Aún podríamos ampliar algo más nuestra perspectiva sobre la vida: esta vez, y aprovechando el mismo formato conceptual de antes, podríamos decir de ella que es un estado de rebeldía contra la inercia a la que, a partir de cierta edad, quisieran reducirnos nuestros componentes ambientales. Ingresar en la vejez viene a ser, desde esta nueva perspectiva, equivalente a ir convirtiéndose de manera acumulativa en un estorbo, en alguien cada vez más prescindible. En las conversaciones, por ejemplo, y puesto que el campo de experiencias se ha ido reduciendo hacia lo más inmediato, el viejo tiende a repetirse exponiendo los mismos argumentos o contando las mismas anécdotas (en una palabra, tiende a chochear); así que, a poco que tome conciencia de ello, ha de aprender a participar en la vida familiar y social sin pretender ser demasiado escuchado. El deseo sexual, por otra parte, no desaparece, pero el cuerpo encargado de dar satisfacciones en ese sentido se va degradando patéticamente, hasta que la única actitud digna pasa a ser la de ocultar cualquier interés al respecto. La jubilación, asimismo, acaba por amputar la mayoría de las veces los únicos medios a través de los cuales se ha conseguido aprender a hacer en la vida algo útil, así que el viejo se convierte en un experto en hacer del tiempo algo prescindible. Para cuyo objetivo, precisamente, nuestra cultura pone a su alcance todos sus recursos sociales y tecnológicos: veinticuatro horas de televisión desensibilizadora, clubs de jubilados, agencias de viaje e incluso, si hubiera lugar, fármacos antidepresivos. Si desde la anterior perspectiva veíamos la vejez como un modo de aproximarse al estado inorgánico, desde esta otra, la vejez es un modo de ir acercándose a la soledad.

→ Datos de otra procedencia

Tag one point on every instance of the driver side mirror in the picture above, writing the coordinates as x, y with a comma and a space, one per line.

Y aún quedaría otra manera más de definir la vida: como permanente combate contra el deletéreo poder de la rutina, de la eterna repetición de lo ya sabido y conocido, manteniendo frente a ello una poderosa disposición a actuar, proyectar, crear, soñar, esperar… Marco Aurelio, el emperador filósofo, demostró haber atravesado ese peligroso umbral que acompaña a la vejez cuando reflexionaba de esta manera:“Todo lo que acontece es tan habitual y conocido como la rosa en primavera y los frutos en verano, pues igual a esto es también la enfermedad, la muerte, la calumnia, la conspiración y cuantas cosas encantan o entristecen a los necios”; y poco después añadía: “Todo, arriba y abajo, es lo mismo y proviene de lo mismo. ¿Hasta cuándo, pues?”. Son maneras estas de aceptar esa vertiente de la vejez que, más intensamente a medida que va pasando el tiempo, da hacia la muerte, la cual, una vez que se ha llegado al desistimiento de aquel estado de rebeldía que significaba vivir, acaba sintiéndose como un descanso y un alivio. El mismo Marco Aurelio lo veía así: “La muerte es el reposo de la impresión sensorial, del impulso que nos mueve como marionetas, de la reflexión pensante y de la servidumbre de la carne”.
Pero ¿y si una vez que se ha desistido, es decir, que el cuerpo se ha convertido en un obstáculo, que se ha alcanzado la forma más improductiva y triste de la soledad y que ya no se espera nada nuevo de los días que aún nos quedan, no llega de hecho la muerte, como ocurre tan a menudo en este mundo que ha visto tantos avances de la medicina? Entonces sólo queda desconectar, ignorar, olvidar… Morir, pues, de una manera sucedánea y, desgraciadamente, no tan descansada aún como la genuina y definitiva.